Senate President Pro Tempore Ralph Recto, who previously headed the National Economic and Development Authority, said he supports the subway project as a means to ease the worsening traffic congestion in Metro Manila, but some officials in the Department of Transportation (DOTr) reportedly altered the original project as drawn up by the Japan International Cooperation Agency (JICA).
“It’s a good project if it’s properly planned. We don’t want it to be a white elephant. We want the people to benefit from it, not like the Bataan Nuclear Power Plant. Let’s not implement it if we’re not prepared to implement it,” Recto said.
“We should not be reckless just to show we have a subway project, and to say we’re building it already. We may be able to start it, and it will take years and years (to complete), and we may still not able to use it and benefit from it,” he added.
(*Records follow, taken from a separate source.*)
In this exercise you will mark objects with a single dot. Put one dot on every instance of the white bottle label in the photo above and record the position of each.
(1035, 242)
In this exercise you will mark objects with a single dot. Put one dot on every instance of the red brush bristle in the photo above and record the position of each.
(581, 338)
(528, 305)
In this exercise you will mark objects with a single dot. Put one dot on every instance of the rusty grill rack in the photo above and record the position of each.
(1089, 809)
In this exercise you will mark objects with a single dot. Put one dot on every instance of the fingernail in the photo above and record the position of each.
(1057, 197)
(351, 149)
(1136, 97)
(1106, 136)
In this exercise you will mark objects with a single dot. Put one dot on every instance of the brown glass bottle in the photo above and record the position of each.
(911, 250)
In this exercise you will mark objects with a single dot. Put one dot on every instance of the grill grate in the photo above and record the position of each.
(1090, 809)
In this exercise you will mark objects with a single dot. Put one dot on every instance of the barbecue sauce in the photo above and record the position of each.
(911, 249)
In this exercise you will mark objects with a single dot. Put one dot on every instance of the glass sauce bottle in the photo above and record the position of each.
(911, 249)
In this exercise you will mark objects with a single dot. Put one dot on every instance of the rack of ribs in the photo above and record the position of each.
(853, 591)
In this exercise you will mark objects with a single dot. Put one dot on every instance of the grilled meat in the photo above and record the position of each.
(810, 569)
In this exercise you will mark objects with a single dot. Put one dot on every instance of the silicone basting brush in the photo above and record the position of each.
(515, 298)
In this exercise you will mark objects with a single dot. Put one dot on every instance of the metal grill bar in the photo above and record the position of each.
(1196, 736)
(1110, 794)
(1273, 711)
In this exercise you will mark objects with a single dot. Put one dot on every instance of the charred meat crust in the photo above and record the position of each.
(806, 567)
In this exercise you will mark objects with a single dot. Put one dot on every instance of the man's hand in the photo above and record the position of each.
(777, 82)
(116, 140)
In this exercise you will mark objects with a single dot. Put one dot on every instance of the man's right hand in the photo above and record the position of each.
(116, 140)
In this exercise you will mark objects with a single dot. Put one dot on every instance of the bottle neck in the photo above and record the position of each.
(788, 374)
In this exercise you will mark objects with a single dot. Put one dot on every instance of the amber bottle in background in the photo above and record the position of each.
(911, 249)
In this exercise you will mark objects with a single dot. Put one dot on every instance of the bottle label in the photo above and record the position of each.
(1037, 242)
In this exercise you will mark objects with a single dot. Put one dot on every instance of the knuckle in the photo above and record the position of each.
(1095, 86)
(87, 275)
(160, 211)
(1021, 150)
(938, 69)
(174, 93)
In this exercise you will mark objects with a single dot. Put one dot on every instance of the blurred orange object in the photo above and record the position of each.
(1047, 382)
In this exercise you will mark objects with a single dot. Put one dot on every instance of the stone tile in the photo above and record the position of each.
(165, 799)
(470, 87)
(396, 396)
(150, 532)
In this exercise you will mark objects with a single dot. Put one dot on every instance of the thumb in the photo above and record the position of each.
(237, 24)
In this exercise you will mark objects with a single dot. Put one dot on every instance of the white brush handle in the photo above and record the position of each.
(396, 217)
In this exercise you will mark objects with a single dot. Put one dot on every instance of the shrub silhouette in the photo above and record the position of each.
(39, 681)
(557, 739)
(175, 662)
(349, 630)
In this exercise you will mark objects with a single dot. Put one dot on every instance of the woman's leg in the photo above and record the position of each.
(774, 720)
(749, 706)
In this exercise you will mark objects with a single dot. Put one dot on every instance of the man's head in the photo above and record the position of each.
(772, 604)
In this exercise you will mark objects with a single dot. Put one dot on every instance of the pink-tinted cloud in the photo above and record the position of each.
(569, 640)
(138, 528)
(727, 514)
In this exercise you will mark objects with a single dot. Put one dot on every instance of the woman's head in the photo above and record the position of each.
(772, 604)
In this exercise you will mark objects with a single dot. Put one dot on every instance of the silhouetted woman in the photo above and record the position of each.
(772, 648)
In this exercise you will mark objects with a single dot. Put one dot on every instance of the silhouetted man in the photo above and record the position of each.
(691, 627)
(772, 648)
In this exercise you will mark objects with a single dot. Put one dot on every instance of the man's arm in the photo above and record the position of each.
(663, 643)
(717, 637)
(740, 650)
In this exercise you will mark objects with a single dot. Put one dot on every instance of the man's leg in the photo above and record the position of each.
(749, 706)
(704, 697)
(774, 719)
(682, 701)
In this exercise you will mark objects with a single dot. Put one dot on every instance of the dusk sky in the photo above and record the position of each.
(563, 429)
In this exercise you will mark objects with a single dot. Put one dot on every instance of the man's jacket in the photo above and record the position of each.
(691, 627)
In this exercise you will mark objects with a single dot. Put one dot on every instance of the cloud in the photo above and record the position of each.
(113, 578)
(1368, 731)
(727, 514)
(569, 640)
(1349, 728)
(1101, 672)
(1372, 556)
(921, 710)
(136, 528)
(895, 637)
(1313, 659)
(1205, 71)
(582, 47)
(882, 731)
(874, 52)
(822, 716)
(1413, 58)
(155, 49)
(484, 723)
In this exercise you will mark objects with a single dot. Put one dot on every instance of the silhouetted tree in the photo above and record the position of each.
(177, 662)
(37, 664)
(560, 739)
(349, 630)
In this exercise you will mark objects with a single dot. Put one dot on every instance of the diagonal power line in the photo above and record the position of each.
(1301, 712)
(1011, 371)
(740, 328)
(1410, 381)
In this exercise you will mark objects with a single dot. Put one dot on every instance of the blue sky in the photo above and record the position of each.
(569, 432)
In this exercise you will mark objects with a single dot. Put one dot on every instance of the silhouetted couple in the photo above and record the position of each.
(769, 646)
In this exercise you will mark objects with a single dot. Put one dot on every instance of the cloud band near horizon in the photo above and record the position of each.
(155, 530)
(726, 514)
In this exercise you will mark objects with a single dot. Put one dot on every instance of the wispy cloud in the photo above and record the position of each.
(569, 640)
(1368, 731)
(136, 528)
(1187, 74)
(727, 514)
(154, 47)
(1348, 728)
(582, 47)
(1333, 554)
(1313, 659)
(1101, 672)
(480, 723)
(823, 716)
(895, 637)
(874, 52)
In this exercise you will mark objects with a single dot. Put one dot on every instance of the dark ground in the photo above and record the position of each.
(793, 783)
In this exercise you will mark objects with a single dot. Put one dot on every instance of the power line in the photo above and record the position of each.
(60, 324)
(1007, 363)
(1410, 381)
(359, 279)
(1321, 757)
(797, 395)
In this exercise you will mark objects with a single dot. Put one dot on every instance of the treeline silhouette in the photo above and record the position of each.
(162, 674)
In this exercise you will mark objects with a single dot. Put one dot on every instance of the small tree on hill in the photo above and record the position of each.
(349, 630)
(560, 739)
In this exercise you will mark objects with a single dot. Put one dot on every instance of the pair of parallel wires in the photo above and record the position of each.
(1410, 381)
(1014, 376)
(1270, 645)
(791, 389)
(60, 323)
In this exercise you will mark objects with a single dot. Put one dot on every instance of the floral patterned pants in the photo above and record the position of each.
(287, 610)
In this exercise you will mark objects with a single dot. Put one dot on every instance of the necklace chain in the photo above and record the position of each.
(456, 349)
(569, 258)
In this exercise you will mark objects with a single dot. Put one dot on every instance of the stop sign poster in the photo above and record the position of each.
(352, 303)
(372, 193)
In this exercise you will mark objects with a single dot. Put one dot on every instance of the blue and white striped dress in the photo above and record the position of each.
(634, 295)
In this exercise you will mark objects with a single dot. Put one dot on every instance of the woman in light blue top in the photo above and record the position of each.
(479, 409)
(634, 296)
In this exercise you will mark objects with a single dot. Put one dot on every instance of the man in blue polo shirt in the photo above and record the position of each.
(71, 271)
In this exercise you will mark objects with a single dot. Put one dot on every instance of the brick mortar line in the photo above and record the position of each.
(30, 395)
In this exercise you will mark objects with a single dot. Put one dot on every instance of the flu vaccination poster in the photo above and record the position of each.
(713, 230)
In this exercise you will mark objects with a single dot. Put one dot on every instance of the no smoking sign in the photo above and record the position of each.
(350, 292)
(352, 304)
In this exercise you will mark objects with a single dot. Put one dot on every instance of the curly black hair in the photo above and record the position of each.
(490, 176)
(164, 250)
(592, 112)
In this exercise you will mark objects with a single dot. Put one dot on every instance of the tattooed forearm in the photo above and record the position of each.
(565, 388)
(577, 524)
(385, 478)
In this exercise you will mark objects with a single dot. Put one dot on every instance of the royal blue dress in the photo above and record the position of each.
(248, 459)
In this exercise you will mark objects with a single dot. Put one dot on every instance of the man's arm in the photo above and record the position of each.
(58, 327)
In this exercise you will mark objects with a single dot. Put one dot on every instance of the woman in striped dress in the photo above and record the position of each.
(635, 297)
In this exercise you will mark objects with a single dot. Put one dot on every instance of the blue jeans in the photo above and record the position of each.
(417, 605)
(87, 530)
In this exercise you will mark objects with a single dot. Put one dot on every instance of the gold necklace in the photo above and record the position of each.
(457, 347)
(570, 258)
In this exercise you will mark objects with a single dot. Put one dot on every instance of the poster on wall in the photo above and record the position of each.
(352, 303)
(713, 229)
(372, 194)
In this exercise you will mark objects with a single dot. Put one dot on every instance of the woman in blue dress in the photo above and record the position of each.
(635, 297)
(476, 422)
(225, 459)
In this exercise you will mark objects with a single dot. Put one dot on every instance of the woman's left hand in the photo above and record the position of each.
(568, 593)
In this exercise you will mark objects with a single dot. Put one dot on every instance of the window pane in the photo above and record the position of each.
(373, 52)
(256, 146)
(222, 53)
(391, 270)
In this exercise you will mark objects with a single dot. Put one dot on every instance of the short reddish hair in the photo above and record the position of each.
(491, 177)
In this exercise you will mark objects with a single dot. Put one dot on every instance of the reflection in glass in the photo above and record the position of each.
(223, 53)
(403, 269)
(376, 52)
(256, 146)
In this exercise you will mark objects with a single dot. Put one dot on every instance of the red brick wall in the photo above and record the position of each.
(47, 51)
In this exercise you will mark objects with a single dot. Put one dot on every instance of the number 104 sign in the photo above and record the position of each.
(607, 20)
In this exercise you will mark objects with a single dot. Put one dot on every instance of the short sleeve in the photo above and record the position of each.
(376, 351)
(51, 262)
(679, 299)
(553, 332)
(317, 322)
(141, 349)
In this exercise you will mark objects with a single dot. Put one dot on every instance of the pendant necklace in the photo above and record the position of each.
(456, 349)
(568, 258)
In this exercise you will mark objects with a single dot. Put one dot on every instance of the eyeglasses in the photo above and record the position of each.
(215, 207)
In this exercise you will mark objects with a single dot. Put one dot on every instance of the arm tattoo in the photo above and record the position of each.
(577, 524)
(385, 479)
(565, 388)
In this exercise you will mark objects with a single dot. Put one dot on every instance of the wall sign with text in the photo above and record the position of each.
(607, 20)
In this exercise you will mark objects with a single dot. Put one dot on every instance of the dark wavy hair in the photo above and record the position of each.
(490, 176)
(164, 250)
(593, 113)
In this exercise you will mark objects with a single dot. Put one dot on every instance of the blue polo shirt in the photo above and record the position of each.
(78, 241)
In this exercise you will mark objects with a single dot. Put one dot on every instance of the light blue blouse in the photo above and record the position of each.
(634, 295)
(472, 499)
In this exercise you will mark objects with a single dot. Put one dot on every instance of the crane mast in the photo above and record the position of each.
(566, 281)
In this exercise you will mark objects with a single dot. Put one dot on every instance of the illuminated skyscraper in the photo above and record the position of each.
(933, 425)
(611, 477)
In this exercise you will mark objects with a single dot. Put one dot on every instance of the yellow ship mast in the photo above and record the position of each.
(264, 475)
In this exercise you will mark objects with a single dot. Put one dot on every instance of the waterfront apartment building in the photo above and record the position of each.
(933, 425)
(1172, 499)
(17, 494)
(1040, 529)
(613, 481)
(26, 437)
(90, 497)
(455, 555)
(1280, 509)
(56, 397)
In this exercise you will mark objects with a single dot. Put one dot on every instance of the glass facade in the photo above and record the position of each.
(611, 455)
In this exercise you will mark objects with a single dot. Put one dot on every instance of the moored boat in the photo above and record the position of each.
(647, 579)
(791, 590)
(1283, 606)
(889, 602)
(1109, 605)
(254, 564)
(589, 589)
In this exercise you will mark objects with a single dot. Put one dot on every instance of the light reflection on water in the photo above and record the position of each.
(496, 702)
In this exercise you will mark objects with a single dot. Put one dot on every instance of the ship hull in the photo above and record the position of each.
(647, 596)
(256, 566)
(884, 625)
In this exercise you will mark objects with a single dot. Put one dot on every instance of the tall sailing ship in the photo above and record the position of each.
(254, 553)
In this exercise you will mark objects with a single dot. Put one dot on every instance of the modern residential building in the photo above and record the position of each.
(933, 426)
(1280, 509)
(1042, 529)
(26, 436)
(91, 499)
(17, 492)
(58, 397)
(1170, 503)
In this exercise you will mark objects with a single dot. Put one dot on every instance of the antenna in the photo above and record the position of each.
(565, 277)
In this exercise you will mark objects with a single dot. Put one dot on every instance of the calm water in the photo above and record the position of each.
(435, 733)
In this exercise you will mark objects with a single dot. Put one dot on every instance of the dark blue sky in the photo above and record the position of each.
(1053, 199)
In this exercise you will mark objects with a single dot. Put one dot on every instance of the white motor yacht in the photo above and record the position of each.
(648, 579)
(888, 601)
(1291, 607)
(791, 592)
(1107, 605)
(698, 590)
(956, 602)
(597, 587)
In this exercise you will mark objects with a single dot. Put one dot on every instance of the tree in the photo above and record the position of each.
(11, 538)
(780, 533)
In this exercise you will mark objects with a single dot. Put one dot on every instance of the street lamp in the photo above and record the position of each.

Senators earlier said the chamber would probe the project, whose cost was reportedly bloated by over P150 billion. Its stations and specifications were suspiciously altered for commercial interests that it would be traversing twice a major earthquake fault and flood prone areas, and plow through thousands of private residences.
Recto warned that the costs of a project of such magnitude would inevitably escalate over time as surveys and plans change when actual construction begins.
He pointed out that the original JICA plan was a product of long and thorough studies and surveys costing billions of pesos, while the realignment apparently was decided only in a matter of weeks by DOTr functionaries.
Recto also asked the DOTr to explain how the project would be paid, and how much would it cost to maintain it. Inevitably, all expenses would be shouldered by the people, he said.
He said today, P6 billion in taxpayers’ money is being used to subsidize the MRT-3 since it started operations in 1999 because of problems that arose from poor planning.
Recto said a project of such magnitude and cost “must be explained to the people’s representatives both in the House (of Representatives) and the Senate.”
During the deliberations for the proposed DOTr budget last month, Recto and Sen. Panfilo Lacson asked the agency’s officials to make sure residents to be evicted because of the project must be paid first before the subway project starts as mandated under the Right-of-Way Act.
The original plan was to have the subway run generally beneath EDSA as part of the JICA’s Mega Manila transportation master plan based on surveys and feasibility studies that cost billions of pesos. But the DOTr reportedly deviated from the original alignment, to include rerouting it to Katipunan in Quezon City, which increased its cost from the original P208 billion, and had the subway pass twice through a major earthquake fault and cross several flood zones.
Transportation Undersecretary for rails Timothy Batan said the agency aims to first open three stations on Quirino Highway, Tandang Sora and North Avenue, Quezon City in 2022 after the JICA extended a P55-billion loan for them.